In dementia-free young and middle-aged adults, higher early morning serum cortisol is associated with impaired memory and lower brain volume, which suggests that cortisol may be a predictive biomarker for future dementia risk, according to results from the Framingham Heart Study published in Neurology.
Researchers identified dementia-free individuals from generation 3 of the Framingham Heart Study with a mean age of 48.5 years. All participants underwent cognitive assessment for abstract reasoning, visual perception, memory, executive function, and attention (N=2231), and a subset underwent brain magnetic resonance imaging for assessment of total white matter, white matter hyperintensity volumes, lobar gray matter, and fractional anisotropy measures (n=2018). In addition, all individuals included in the analysis had serum cortisol concentrations measured. The researchers evaluated the association between cortisol and measures of magnetic resonance imaging volumes, cognition, presence of cerebral microbleeds and brain infarcts, white matter integrity, and gray matter density.
The median serum cortisol level in the overall population was 12.92 μg/dL (25th-75th percentile, 9.82-17.58 μg/dL). Compared with the median tertile, the highest cortisol tertile was associated with lower total cerebral brain volume (P =.008), parietal gray matter volume (P =.046), and frontal gray matter volume (P =.006). In adjusted analysis, the highest cortisol tertile vs the median cortisol tertile was associated with worse global cognition (P =.001) and poorer performance on the Hooper Visual Organization Test (P =.002) and the Trails A and Trails B (P =.001). The researchers also found that women were more likely than men to have lower cerebral brain volume if they also scored in the highest cortisol tertile (P =.001 vs P =.717, respectively).
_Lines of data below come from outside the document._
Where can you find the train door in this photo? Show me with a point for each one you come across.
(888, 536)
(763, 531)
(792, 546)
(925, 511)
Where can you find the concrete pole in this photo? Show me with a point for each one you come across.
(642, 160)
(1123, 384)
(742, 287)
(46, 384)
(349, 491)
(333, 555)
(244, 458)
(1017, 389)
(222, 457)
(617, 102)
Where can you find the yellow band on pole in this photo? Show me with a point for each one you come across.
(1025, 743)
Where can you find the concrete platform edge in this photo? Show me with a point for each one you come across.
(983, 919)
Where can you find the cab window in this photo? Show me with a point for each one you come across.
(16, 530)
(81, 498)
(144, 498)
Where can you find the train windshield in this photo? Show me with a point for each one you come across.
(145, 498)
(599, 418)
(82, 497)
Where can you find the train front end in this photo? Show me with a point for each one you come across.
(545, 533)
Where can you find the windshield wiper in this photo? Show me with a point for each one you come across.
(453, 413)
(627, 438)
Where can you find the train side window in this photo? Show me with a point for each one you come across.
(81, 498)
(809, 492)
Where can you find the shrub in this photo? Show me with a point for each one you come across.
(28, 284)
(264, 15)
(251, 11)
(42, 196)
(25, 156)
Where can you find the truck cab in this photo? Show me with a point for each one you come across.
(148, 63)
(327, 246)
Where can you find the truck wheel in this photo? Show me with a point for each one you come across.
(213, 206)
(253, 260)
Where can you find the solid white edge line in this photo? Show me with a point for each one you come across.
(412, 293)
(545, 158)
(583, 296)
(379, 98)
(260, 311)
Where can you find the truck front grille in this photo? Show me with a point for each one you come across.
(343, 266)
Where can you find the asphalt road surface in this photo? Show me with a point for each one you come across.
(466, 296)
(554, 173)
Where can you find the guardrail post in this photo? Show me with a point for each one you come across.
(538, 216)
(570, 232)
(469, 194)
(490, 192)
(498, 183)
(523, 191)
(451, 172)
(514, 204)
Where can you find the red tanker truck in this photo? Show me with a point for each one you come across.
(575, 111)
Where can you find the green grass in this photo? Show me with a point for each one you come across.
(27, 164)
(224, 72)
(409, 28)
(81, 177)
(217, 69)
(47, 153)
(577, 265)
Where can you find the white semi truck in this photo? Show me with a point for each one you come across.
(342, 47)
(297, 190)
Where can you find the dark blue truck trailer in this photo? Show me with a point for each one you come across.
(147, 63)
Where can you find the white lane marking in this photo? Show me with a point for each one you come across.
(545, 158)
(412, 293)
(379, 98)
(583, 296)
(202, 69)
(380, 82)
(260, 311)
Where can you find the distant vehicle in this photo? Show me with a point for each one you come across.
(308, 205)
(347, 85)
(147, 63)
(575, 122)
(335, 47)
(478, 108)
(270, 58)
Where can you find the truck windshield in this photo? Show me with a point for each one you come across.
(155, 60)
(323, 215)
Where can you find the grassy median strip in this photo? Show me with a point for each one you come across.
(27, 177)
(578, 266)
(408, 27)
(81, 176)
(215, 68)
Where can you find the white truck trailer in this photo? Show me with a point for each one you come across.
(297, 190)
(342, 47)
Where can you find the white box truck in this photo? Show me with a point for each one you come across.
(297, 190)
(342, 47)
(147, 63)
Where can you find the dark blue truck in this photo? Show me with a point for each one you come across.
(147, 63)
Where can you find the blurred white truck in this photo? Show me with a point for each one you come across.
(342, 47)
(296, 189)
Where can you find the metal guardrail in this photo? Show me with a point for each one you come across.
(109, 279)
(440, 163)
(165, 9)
Limitations of the analysis include its cross-sectional design and the assessment of cortisol levels only once per day.
“It is important to point out that our study reflects a community-based sample and is not directly comparable to the examination of participants in a research setting to diagnose hypercortisolism or hypocortisolism,” the researchers added. “Our community-based study does not characterize people with extreme phenotypes related to blood cortisol levels because we did not carry out further screening or diagnostic testing beyond the assessment of serum cortisol.”
Echouffo-Tcheugui JB, Conner SC, Himali JJ, et al. Circulating cortisol and cognitive and structural brain measures: The Framingham Heart Study. Neurology. 2018;91(21):e1961-e1970.